U.S. hospitals continue to fall short on implementing protocols known to reduce deaths in intensive care units (ICUs), according to a new report from the Leapfrog Group.
Of the hospitals responding to the Leapfrog Group’s 2015 survey, only 47 percent meet the group’s ICU staffing standards, which call for at least one board-certified intensivist to provide care exclusively in the ICU and be available eight hours a day and seven days a week, and for those intensivists to return calls within five minutes 95 percent of the time.

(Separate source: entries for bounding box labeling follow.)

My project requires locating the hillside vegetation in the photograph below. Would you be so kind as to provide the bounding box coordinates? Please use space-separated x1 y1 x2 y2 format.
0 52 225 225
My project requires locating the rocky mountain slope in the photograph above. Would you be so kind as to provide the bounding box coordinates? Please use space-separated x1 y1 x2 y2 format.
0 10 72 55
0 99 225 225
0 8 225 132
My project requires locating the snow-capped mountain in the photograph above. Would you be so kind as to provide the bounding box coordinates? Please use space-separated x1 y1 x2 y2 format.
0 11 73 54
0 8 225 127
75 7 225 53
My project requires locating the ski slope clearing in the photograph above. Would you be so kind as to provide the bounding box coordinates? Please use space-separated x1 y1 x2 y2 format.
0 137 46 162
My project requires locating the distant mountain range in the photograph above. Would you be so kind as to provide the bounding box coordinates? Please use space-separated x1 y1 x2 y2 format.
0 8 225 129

While the majority of hospitals nationwide fell short on the Leapfrog standards, individual states performed both better and worse. Arizona had the highest proportion of reporting hopsitals that met the standards (87 percent), while six more states had at least 60 percent of hospitals in compliance. Ten states, however, reported less than 30 percent of hospitals met the standard.
While still indicating a minority, the numbers are a marked improvement from 2007, when only 30 percent of hospitals met the standard. This trend continues from last year, when Leapfrog also found compliance with ICU standards had increased, FierceHealthcare previously reported. It also comes shortly after a study found noise levels in ICUs are far above recommended levels. Transparency, however, remains an issue for ICUs, as numerous hospitals would not release staffing information for their ICUs, leaving Leapfrog with no other means of assessing staffing levels.
“Hospital quality and cost information is vital to enabling individuals to make the best choices for their health,” Kristin Torres Mowat, senior vice president of plan development and data operations at Castlight Health, said in a statement. “Leapfrog’s data illustrates how essential it is to report ICU physician staffing. Proper intensivist staffing is crucial to the proper care of patients with the most critical need. This study and Leapfrog’s work are important to driving visibility and change in hospital practices, which will ultimately lead to better patient care.”